Which leads me finally to our recently concluded arts Festival where we not only enjoyed the esoteric pleasures of the drama, music and painting, but also the more visceral delights of food and wine. Elitism in art has tended artificially to separate those who produce art and those who consume it, a trend which 'reads across' into cooking and viticulture; but we should all find ways of expressing ourselves as thankful creatures of God, individually and collectively; and, in doing so, we should be just a little careful of a tendency to make the divine, expressed in our Christian faith, detached from the untidy joys of the world. If I am suspicious of any form of art in particular it is the attempt to reach an understanding of the sacred without going through the human medium; not only does this imply a negativity about what we were made to be, it also makes communication more difficult than it needs to be.

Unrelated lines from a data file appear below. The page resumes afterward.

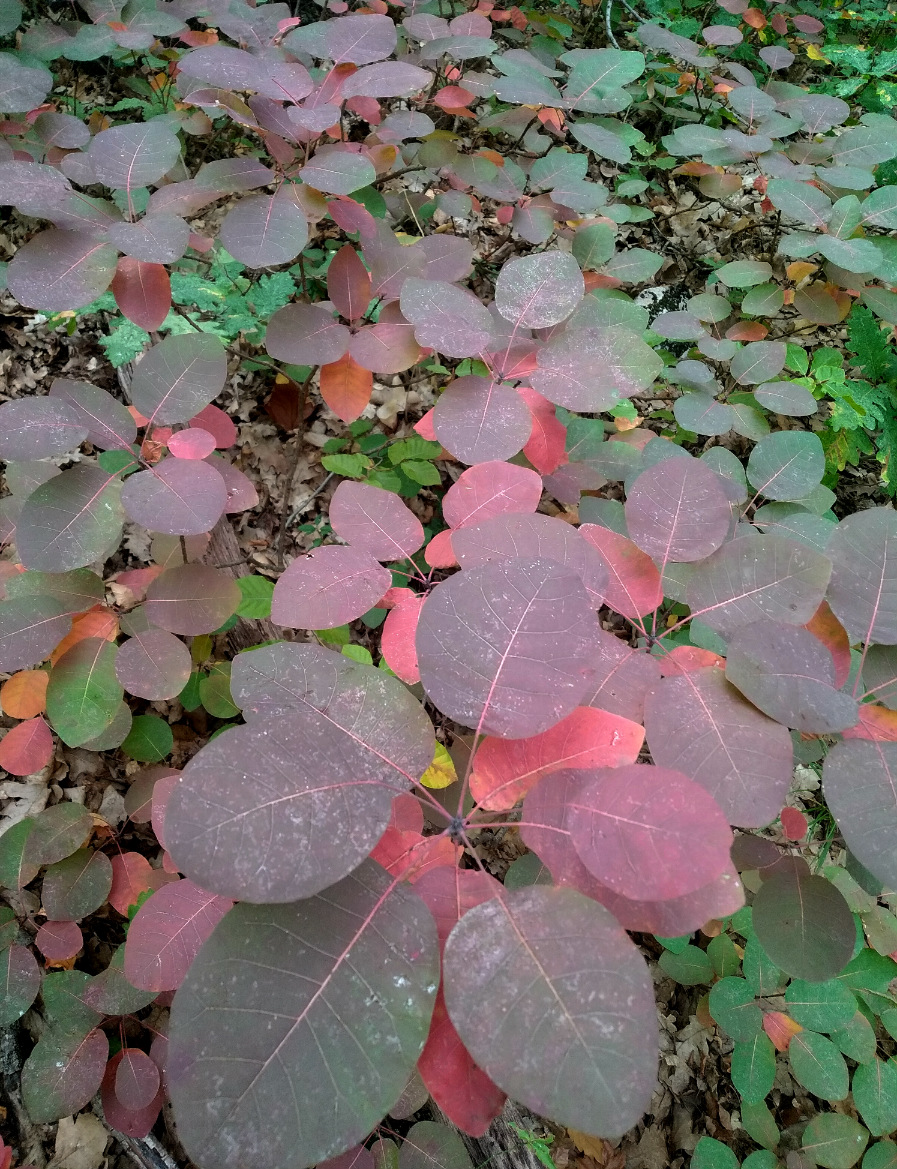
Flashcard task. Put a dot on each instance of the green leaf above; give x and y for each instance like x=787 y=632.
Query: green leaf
x=150 y=739
x=214 y=690
x=256 y=594
x=413 y=448
x=753 y=1067
x=690 y=967
x=820 y=1005
x=760 y=1126
x=352 y=467
x=819 y=1065
x=425 y=474
x=733 y=1007
x=834 y=1141
x=875 y=1095
x=83 y=693
x=711 y=1154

We might, then, as Christians wish to go further than Keats when he said that Truth is beauty and beauty is truth; but that is a useful starting point, as long as the beauty we are thinking about is not the rarefied production of the other. We were made to love, we were made to create, we were even made to rejoice. Let us thank The Lord. Amen.

Prayers

Can: Heavenly Father
Res: We thank you.

Lord, we thank you for creating the earth with all its wonders, for sending your Son to be our brother in flesh, and the Spirit who is with us now:

1. We thank you for our sense of sight: for the joys of nature and the joys of humanity; for arresting art and perceptive photography; for the insight of collage and magnification; for reflections in water and reflections on water; for the rising of the sun and the trick of the light; for the language of the eyes and the vocabulary of gesture.

Can: Heavenly Father
Res: We thank you

2. We thank you for our sense of touch: for the roughness of bark and the smoothness of a pebble; for the pattern of a shell and the kaleidoscope of the seashore; for stone made flesh and wood made to shine; for the skill of the carver and the potter; for the discipline of the hand and the joy of the dance; for the perseverance of the sportsman and the player of the games console.

Can: Heavenly Father
Res: We thank you

3. We thank you for the sense of taste: for fruit from the bough and vegetables from the earth; for the skill of the farmer and the dedication of the gardener; for the stab of the chilli and the tang of the pickle; for the art of the chef and the indulgence of the confectioner; for the miracle of yeast in bread and beer; for the oil that gladdens the heart and the wine of good cheer.

Can: Heavenly Father
Res: We thank you

4. We thank you for the sense of smell: for the invitation of fresh baked bread and fresh ground coffee; for the perfume of the flowers and the perfume of the fashion house; for the pungency of incense and the mellowness of burning applewood; for the liveliness of fresh cut grass and the peace of lavender; for the promise of a new book and the must of the antique book.

Can: Heavenly Father
Res: We thank you

5. We thank you for the sense of hearing: for the melody and its infinite variations; for the urging of the drum and the pleading of the violin; for the meaning we find in the symphony and in rap; for the singing of the birds and the bleating of the lambs; for the ping of the email and the summons of the ring-tone; and, above all, Lord, for that peace which is the inner hearing where you speak to us.

Can: Heavenly Father
Res: We thank you

We thank you for all the materials you have given to us and the skills and insight to use them in your praise as our creator and in celebration of our creatureliness; we thank you for the art of persuasion and the skill of organisation which have made this Festival possible; and we thank you for the great joy which we have all experienced through the hundreds of artists and entertainers who have given their best for us; may we grow in the joy of your earth and in thanks to you for our being. Amen.